The Works of Samuel Johnson, Volume 05 eBook

This eBook from the Gutenberg Project consists of approximately 570 pages of information about The Works of Samuel Johnson, Volume 05.

The Works of Samuel Johnson, Volume 05 eBook

This eBook from the Gutenberg Project consists of approximately 570 pages of information about The Works of Samuel Johnson, Volume 05.

Traffick, even while it continues in its state of prosperity, must owe its success to agriculture; the materials of manufacture are the produce of the earth.  The wool which we weave into cloth, the wood which is formed into cabinets, the metals which are forged into weapons, are supplied by nature with the help of art.  Manufactures, indeed, and profitable manufactures, are sometimes raised from imported materials, but then we are subjected, a second time, to the caprice of our neighbours.  The natives of Lombardy might easily resolve to retain their silk at home, and employ workmen of their own to weave it.  And this will certainly be done when they grow wise and industrious, when they have sagacity to discern their true interest, and vigour to pursue it.

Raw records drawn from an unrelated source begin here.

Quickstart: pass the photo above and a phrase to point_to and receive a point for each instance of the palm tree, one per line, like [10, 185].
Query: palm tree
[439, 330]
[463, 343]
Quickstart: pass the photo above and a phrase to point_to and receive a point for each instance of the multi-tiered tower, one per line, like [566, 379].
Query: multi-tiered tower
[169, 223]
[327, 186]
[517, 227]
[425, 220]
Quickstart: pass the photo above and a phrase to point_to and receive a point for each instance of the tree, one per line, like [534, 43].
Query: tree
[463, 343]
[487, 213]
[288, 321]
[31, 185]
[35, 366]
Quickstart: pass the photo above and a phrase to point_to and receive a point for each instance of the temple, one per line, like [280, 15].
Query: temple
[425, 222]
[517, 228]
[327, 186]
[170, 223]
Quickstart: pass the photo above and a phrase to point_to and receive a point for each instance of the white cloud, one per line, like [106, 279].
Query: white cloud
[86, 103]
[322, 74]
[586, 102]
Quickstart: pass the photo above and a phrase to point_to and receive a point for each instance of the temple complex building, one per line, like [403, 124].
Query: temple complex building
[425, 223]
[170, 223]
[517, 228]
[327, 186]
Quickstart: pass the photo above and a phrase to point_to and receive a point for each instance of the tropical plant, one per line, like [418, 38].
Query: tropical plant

Mines are generally considered as the great sources of wealth, and superficial observers have thought the possession of great quantities of precious metals the first national happiness.  But Europe has long seen, with wonder and contempt, the poverty of Spain, who thought herself exempted from the labour of tilling the ground, by the conquest of Peru, with its veins of silver.  Time, however, has taught even this obstinate and haughty nation, that without agriculture they may, indeed, be the transmitters of money, but can never be the possessours.  They may dig it out of the earth, but must immediately send it away to purchase cloth or bread, and it must at last remain with some people wise enough to sell much, and to buy little; to live upon their own lands, without a wish for those things which nature has denied them.

Mines are themselves of no use, without some kind of agriculture.  We have, in our own country, inexhaustible stores of iron, which lie useless in the ore for want of wood.  It was never the design of Providence to feed man without his own concurrence; we have from nature only what we cannot provide for ourselves; she gives us wild fruits, which art must meliorate, and drossy metals, which labour must refine.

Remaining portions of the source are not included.